At 05:22 PM 4/19/03 -0400, david wrote: ...
It is the initiation of force that is wrong. People who try to rob others should have their behavior regulated by being killed by their intended victims.
In order to distinguish when force has been initiated, you have to have some agreed-upon definitions of rights. The whole argument you're in here about smoking has to do with boundaries of rights. Harmon says your cigarette smoke is a form of assault. This may or may not be valid, but it's certainly possible to come up with kinds of fumes that are a violation of the rights of the people forced to endure them (think of mustard gas, or even the smell of raw sewage), so it's not obviously bogus. In practice, this is an area where simple rights arguments don't work all that well, because there are big areas of gray.
Hiring professionals to deal with robbers is a valid response to the robbers' initiation of force. Killing people who use force to regulate individuals who smoke in public is also a legitimate response to the their initiation of force.

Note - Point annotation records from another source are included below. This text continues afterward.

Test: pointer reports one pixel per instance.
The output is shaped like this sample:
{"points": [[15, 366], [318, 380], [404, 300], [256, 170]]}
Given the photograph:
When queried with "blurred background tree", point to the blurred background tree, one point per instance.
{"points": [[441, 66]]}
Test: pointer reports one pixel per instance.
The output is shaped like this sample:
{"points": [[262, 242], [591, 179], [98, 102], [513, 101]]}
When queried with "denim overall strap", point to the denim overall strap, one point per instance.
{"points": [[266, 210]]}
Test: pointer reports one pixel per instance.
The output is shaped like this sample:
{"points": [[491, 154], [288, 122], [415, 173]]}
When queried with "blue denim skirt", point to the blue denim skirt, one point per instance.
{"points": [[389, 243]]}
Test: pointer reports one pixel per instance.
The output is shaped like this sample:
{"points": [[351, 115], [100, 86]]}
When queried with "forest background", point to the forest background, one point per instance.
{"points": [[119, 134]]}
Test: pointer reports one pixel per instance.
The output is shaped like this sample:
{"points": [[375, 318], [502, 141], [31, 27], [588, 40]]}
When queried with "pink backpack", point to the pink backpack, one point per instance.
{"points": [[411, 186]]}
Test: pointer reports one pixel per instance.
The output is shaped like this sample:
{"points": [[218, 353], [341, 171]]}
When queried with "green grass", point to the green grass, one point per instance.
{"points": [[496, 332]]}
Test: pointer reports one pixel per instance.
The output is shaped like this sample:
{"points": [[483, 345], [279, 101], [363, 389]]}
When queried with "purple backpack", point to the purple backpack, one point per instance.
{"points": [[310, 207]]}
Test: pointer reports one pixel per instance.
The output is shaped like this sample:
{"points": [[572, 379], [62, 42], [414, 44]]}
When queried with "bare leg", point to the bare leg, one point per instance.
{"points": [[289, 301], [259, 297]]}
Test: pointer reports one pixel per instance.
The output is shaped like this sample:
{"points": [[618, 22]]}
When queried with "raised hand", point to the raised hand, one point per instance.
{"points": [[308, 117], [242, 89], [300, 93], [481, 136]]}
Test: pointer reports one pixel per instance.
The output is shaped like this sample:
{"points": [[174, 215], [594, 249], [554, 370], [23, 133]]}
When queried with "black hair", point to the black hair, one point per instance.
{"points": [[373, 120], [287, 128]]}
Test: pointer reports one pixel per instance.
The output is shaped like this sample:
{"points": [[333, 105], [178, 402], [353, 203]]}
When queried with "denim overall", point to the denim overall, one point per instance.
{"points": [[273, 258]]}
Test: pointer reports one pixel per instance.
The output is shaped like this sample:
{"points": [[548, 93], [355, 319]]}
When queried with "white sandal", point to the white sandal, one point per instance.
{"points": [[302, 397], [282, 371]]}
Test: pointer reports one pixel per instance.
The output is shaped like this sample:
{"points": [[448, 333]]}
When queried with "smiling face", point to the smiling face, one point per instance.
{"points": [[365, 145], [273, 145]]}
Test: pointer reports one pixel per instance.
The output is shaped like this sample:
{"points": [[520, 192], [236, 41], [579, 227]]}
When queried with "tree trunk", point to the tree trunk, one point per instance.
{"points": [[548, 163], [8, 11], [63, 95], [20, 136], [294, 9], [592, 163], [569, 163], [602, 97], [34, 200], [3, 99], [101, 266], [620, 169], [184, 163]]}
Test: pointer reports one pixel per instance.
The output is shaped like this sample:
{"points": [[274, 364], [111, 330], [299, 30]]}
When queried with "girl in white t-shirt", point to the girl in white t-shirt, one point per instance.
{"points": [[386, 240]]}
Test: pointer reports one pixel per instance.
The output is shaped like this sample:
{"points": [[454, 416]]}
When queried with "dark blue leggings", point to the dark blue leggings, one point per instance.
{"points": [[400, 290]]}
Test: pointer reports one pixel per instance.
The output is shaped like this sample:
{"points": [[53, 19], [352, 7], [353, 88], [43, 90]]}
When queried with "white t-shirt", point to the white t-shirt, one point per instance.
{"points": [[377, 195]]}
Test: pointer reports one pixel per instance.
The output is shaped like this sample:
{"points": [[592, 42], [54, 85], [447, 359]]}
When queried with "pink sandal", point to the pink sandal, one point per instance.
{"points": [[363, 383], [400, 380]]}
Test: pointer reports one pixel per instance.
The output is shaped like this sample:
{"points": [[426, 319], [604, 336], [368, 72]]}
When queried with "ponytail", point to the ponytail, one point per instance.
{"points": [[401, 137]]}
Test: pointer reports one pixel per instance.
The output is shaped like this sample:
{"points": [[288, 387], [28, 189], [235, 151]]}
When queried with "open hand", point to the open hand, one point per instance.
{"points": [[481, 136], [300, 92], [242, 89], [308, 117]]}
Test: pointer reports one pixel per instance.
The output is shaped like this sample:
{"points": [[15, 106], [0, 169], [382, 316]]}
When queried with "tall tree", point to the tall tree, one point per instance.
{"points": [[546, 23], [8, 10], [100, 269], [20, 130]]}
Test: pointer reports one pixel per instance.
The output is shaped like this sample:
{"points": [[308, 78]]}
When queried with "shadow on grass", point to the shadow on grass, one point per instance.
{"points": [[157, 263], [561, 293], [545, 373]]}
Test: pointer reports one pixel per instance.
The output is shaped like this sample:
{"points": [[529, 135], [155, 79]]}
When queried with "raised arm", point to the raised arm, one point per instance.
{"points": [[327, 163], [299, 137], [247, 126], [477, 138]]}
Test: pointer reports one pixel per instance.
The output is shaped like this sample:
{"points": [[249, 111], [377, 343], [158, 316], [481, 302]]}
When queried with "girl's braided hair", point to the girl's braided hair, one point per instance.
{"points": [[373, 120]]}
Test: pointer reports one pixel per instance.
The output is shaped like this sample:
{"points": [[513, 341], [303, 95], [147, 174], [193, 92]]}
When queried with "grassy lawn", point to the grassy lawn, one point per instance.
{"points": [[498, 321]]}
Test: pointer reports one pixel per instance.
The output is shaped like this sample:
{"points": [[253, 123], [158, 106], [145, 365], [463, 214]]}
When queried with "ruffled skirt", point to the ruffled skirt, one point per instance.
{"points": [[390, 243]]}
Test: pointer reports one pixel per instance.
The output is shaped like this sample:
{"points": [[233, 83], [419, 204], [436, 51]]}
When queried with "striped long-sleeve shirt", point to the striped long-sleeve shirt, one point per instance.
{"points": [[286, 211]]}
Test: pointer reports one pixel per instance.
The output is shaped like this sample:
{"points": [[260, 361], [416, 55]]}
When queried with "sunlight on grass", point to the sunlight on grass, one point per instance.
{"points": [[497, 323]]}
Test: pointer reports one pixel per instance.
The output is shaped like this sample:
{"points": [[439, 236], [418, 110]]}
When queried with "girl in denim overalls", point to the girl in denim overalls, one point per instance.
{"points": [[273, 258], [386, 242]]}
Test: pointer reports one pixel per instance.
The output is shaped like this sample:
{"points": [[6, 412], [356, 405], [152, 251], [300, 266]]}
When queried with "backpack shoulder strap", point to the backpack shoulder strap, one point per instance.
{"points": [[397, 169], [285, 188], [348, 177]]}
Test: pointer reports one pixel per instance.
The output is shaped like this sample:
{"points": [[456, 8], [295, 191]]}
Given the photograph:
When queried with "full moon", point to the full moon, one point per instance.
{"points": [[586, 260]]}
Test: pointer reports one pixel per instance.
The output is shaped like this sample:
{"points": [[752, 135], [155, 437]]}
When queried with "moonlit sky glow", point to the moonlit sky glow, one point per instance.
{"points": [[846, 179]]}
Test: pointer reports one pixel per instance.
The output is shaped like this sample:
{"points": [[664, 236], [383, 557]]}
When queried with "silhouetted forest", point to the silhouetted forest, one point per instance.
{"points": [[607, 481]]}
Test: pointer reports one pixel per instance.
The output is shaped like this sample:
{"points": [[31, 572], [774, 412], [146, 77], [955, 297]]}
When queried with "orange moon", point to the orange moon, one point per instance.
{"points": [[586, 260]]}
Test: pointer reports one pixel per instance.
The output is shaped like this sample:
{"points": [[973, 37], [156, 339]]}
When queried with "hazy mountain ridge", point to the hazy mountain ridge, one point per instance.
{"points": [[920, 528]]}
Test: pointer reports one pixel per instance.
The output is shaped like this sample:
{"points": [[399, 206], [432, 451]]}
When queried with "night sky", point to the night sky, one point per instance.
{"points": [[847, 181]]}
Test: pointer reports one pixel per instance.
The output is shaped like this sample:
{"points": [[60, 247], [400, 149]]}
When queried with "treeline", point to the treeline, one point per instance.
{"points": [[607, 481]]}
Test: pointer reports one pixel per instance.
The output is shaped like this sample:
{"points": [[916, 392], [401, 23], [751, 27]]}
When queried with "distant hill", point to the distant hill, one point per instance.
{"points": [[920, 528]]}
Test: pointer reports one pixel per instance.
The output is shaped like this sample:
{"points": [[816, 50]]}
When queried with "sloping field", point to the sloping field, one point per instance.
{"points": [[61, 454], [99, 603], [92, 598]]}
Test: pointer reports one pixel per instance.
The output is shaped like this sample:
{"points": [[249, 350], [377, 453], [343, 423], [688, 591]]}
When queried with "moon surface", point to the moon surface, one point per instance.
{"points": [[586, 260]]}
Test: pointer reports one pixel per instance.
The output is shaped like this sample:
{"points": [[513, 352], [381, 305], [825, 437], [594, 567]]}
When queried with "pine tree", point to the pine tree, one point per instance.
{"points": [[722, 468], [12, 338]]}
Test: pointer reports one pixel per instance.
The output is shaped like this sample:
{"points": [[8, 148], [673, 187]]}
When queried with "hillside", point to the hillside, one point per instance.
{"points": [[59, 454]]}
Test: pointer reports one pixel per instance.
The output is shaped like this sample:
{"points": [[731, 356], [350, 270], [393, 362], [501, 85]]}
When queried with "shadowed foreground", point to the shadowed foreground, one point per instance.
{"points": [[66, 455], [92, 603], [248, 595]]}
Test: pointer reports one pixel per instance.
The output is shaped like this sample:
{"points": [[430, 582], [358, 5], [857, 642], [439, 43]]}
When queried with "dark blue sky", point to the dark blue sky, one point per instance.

How about if whenever I see someone smoking in public, I go stand upwind of them and open my package of Instant Sarin Mix? Which one of us is initiating force? How about if I'm more polite, and merely open my package of Instant Skunk Scent Mix? The issue is where you draw the line, and the problem is that there's no unambiguously right answer. The only way to resolve this peaceably is to have some agreed-upon standards to resolve the gray areas into solid lines. Those agreed-upon standards are sometimes in the form of written laws, sometimes in the form of precedent in case law, and are very often simply the unwritten standards of conduct that most people live by most of the time. And often they need courts of some kind to rule on gray areas that exist even within those rules.